Lender diversification: I pay extra on my bond repayment in order to beat the interest and also to have advance cash in my property. I also have a life and disability cover that will cover my debt should something happen to me.

  1. How would you say you conducted yourself ethically in your investment practices?
    My tenants undergo the normal vetting before they are accepted. I negotiate the rental increase with them until agreement is reached.
  2. Do you contribute to your family or community? How?
    Yes, one of my properties is occupied by my brothers who are still studying. This is a way of assisting my parents who are currently battling with school fees for them. This property is also a home for my relatives who are coming from far to look for job opportunities in Johannesburg.

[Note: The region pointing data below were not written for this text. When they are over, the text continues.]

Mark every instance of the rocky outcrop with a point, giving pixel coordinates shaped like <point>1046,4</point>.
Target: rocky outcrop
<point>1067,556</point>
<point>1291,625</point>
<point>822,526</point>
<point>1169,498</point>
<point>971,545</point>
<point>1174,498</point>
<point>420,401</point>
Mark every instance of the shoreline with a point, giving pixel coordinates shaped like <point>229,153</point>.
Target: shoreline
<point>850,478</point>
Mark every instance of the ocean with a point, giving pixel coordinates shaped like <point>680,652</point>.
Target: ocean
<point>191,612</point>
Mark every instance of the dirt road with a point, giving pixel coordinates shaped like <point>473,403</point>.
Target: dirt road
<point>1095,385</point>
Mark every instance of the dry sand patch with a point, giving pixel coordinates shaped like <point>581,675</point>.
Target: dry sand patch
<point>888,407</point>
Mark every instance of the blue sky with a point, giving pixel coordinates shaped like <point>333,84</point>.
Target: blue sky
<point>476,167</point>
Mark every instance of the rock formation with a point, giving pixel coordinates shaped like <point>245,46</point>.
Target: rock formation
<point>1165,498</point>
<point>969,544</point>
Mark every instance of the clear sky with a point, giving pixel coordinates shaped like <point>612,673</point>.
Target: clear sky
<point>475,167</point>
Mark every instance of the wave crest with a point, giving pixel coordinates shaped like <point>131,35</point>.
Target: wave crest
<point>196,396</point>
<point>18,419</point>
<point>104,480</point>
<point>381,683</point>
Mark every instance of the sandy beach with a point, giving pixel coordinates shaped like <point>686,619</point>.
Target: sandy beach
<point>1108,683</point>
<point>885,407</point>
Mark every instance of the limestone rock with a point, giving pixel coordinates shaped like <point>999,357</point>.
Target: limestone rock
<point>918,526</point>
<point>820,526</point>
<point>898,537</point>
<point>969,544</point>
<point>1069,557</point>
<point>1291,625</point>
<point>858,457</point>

I had my cousin whom I was assisting to get the driver’s license for a fork lift who also stayed at my place.
  1. If you could do it all over again, what would you change and why? I would buy more properties for student accommodation. I would start very early to invest in property.
  2. How has investing in property changed/altered your life? It has given me the sense of ownership, responsibility and accountability. I am very quick to respond to the needs of my tenants.